A: A&D assured PNT systems rely on rugged oscillators designed to maintain timing stability under GNSS denial, extreme shock, vibration, and wide temperature ranges. Devices used in these applications include:
- SiT7101: Best solution for long-term holdover applications enabling up to <1.5us over 24 hours. This level of holdover is possible due to SiT7101's frequency stability over temperature of +/-0.5ppb and its Allan deviation of 5E-12. Applications requiring this level of performance typically include larger, manned vehicles across all domains; land, air, and sea. Larger unmanned systems may also benefit from the synchronization and holdover performance of SiT7101.
- ENDR-TTT Super-TCXO: Dismounted solutions, weapons, and smaller unmanned systems requiring 1-4 hours of holdover with industry-leading 0.004 ppb/g g-sensitivity, >100,000 g shock survivability, -55°C to +125°C operation, and 22 mW power consumption in compact 5.0×3.2 mm packages. Delivers extended holdover performance in SWaP-constrained platforms operating in GNSS-degraded environments across tactical mission profiles.
- SiT7201/SiT7202 Super-TCXO: Radar, electronic warfare systems for counter-UAS (CUAS), and tracking systems requiring phase noise performance that remains reliable under vibration. Delivers -159 dBc/Hz at 10 kHz offset, 0.01 ppb/g g-sensitivity, and operation from -40°C to +105°C, maintaining coherence and detection sensitivity in mobile platforms operating under sustained mechanical stress.
- SiT7910 32kHz Super-TCXO: Used across all domains and applications as the world's most accurate real-time clock, maintaining synchronization, data coherence, and system coordination during GNSS degradation, jamming, or outages.

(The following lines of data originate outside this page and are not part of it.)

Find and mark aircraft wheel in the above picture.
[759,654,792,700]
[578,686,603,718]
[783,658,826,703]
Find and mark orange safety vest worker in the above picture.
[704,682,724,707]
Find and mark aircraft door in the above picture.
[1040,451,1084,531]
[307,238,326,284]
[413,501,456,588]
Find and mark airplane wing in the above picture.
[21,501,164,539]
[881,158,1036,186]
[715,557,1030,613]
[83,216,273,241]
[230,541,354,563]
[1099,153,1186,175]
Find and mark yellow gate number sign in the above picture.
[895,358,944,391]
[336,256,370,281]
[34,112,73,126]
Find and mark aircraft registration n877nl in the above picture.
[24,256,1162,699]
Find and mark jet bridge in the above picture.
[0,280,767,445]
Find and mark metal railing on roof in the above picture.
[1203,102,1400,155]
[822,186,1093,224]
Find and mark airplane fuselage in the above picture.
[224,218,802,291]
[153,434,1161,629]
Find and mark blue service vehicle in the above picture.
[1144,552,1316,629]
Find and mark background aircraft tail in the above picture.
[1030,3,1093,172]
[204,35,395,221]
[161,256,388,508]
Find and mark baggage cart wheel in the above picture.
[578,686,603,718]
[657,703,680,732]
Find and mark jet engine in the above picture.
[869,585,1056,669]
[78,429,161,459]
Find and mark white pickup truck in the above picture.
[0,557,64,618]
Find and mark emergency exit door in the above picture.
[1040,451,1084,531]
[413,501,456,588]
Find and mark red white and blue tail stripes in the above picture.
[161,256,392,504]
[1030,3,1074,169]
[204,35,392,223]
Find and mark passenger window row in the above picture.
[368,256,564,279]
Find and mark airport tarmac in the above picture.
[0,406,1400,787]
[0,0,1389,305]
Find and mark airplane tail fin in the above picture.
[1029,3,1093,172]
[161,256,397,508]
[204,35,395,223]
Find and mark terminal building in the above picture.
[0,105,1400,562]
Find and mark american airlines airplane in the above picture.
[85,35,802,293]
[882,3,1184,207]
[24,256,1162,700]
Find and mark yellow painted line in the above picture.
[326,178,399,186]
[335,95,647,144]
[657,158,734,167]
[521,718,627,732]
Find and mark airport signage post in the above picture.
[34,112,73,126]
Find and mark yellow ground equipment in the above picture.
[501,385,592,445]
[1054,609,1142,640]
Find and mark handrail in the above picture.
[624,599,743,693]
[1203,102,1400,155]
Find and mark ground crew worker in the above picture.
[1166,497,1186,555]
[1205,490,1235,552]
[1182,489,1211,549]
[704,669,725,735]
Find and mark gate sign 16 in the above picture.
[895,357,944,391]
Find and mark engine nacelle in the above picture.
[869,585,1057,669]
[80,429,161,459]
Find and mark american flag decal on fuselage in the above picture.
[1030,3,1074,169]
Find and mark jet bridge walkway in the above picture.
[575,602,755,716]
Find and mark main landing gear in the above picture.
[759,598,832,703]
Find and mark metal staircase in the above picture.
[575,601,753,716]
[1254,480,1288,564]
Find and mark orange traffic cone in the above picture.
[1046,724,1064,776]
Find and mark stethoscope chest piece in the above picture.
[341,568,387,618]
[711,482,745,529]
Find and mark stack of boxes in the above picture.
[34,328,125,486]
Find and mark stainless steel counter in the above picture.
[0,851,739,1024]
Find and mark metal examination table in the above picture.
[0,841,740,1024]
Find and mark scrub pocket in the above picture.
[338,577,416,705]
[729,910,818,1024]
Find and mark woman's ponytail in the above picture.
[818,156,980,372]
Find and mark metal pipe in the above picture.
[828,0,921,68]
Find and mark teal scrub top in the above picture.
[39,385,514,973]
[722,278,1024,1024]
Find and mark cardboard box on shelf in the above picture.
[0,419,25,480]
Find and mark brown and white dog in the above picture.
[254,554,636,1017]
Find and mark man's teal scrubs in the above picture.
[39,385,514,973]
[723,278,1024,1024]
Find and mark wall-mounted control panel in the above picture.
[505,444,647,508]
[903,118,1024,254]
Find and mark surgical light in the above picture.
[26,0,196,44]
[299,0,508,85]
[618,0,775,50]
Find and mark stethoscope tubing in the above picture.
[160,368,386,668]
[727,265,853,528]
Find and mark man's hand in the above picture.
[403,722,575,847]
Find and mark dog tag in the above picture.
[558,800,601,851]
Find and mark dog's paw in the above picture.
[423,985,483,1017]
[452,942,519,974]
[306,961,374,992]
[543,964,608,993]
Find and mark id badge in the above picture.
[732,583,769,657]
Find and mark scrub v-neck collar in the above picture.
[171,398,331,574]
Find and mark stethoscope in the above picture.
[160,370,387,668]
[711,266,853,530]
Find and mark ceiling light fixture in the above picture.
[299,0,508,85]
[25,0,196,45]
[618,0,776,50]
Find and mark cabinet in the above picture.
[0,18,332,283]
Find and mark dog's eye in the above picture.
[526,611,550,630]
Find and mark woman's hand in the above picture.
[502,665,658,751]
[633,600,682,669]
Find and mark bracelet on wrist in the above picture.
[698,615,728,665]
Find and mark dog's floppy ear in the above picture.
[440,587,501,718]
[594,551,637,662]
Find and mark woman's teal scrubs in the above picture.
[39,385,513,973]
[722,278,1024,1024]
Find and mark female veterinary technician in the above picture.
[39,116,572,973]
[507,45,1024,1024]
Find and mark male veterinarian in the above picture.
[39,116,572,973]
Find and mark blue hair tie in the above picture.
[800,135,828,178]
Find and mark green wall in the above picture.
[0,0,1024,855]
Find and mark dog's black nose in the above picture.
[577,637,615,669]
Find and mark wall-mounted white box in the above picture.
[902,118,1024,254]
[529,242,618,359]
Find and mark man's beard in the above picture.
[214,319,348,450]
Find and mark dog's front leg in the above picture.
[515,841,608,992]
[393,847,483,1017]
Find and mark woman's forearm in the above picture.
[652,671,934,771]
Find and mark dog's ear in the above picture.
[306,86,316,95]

Enables resilient communications, sensor fusion, and autonomous operation by preserving precise timing integrity across mission-critical subsystems when external timing sources are unavailable. Delivers 2.5×2.0 mm footprint, 6 µA power consumption, and 20 ppb/g g-sensitivity.
These devices support navigation continuity, sensor coherence, and deterministic recovery in contested operating conditions.
FAQ 13
Q: Which timing devices are widely used in industrial architectures?
A: Industrial PNT architectures prioritize deterministic synchronization, low jitter, controlled aging, and long lifecycle stability. Timing devices used in these applications include:
- SiT5156 Super-TCXO: PTP and TSN synchronization achieving <1 µs synchronization accuracy with 3E-11 Allan deviation at 10-second averaging, ±0.5 to ±2.5 ppm frequency stability over -40°C to +85°C (extended to +105°C), operating across 1-60 MHz with programmable pull ranges up to ±3200 ppm.
- SiT5356/SiT5357: Super-TCXO: AGV and AMR navigation applications requiring high stability under dynamic thermal conditions, delivering ±0.1 to ±0.25 ppm stability, ±1 ppb/°C frequency slope, and 0.31 ps RMS jitter across -40°C to +105°C, supporting GNSS-based navigation and sensor fusion in mobile platforms operating across warehouse and outdoor environments.
- SiT8918/SiT8920: Harsh industrial environments maintaining ±20 ppm frequency stability across -40°C to +125°C (SiT8918) and -55°C to +125°C (SiT8920) with 0.1 ppb/g vibration sensitivity, 50,000 g shock resistance, and MTBF exceeding 500 million hours.
- SiT8021/SiT1569: Ultra-low-power timing for battery-powered and edge applications with 100 µA (SiT8021, 1-26 MHz) and 3.3 µA (SiT1569, 1 Hz to 462.5 kHz) power consumption in compact 1.5×0.8 mm packages, extending battery life in distributed sensors, wireless I/O modules, and mobile industrial equipment.
- SiT9005: EMI reduction for factory-floor environments with configurable center spread up to ±2.0% or down spread to -4.0%, delivering up to 30 dB harmonic reduction while maintaining ±20 to ±50 ppm stability across -40°C to +85°C in compact 2.0×1.6 mm to 3.2×2.5 mm packages.
- SiT8924: General-purpose oscillator for AGV and UGV subsystems including MCU, sensors, drive control, and battery management, operating from -55°C to +125°C across 1-110 MHz with ±20 ppm stability.
These devices support PTP, TSN, and synchronized control across distributed PLCs, robotics, and GNSS-assisted infrastructure.